By this metric, Diamond Hill Investment Group, Inc. (DHIL) is the more undervalued stock at a PEG of 1. 14x versus BlackRock, Inc. 's 2. 47x. A PEG below 1. 5 suggests fair-to-attractive pricing relative to expected growth. On forward earnings alone, Diamond Hill Investment Group, Inc. (DHIL) trades at 9. 5x forward P/E versus 20. 1x for BlackRock, Inc. — 10. 6x cheaper on a one-year earnings basis. Analyst consensus price targets imply the most upside for BLK: 22. 8% to $1311. 78.
08Which pays a better dividend — DHIL or BLK or STT or BEN?
All stocks in this comparison pay dividends.
Diamond Hill Investment Group, Inc. (DHIL) offers the highest yield at 5. 7%, versus 1. 9% for BlackRock, Inc. (BLK).
09Is DHIL or BLK or STT or BEN better for a retirement portfolio?
For long-horizon retirement investors, Diamond Hill Investment Group, Inc.
(DHIL) is the stronger choice — it scores higher on the combination of lower volatility, dividend reliability, and long-term compounding (low volatility (β 0. 57), 5. 7% yield). Both have compounded well over 10 years (DHIL: +55. 4%, BEN: +23. 5%), confirming both are viable long-term holds — but the lower-volatility option typically results in less emotional selling during corrections. Retirement portfolios generally favour predictability over maximum returns. Consult a financial advisor before making allocation decisions.

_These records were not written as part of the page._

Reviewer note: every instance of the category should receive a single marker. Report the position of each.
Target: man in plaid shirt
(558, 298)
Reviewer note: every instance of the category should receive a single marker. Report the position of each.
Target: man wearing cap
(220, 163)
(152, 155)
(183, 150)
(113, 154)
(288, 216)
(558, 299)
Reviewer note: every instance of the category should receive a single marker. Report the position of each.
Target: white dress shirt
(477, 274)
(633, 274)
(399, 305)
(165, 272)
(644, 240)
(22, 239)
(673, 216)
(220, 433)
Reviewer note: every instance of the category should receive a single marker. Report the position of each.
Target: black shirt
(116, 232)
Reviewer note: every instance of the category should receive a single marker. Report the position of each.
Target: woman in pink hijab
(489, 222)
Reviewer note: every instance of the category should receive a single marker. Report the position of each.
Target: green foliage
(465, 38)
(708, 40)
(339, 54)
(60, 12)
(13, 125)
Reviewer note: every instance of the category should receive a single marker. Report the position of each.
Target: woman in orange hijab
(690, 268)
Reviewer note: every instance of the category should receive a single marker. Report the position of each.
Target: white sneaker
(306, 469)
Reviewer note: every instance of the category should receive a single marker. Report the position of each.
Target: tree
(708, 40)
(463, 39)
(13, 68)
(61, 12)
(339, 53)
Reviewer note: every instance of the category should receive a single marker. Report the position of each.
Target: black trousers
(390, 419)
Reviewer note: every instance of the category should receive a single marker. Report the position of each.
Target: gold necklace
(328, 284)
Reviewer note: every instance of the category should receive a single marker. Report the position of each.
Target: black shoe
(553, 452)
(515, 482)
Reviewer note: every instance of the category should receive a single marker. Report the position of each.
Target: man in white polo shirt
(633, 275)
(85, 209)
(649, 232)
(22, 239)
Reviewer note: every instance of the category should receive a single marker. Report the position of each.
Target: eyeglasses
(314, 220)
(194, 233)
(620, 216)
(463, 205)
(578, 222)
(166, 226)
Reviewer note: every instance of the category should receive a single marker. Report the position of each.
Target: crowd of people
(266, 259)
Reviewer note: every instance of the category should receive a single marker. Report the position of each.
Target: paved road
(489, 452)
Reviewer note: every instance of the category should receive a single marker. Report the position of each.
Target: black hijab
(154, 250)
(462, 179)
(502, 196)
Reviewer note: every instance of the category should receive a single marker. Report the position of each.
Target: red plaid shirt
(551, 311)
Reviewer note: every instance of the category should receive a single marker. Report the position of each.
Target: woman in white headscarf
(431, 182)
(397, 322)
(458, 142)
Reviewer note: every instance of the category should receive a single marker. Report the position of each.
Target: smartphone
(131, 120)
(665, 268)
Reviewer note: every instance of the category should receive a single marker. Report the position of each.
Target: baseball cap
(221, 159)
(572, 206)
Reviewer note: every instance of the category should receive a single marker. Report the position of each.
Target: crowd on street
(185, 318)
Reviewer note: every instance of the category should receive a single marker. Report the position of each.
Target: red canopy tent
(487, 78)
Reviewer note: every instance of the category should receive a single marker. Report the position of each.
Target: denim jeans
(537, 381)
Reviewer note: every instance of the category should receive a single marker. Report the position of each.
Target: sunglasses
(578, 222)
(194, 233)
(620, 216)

10What are the main differences between DHIL and BLK and STT and BEN?
Both stocks operate in the Financial Services sector, making this a peer-level intra-sector comparison — the same macro tailwinds and headwinds will affect both.
In terms of investment character: DHIL is a small-cap deep-value stock; BLK is a mid-cap quality compounder stock; STT is a mid-cap high-growth stock; BEN is a mid-cap income-oriented stock. These fundamental differences mean investors should not choose between them on a single metric — the "better stock" depends entirely on which of these characteristics aligns with your investment strategy.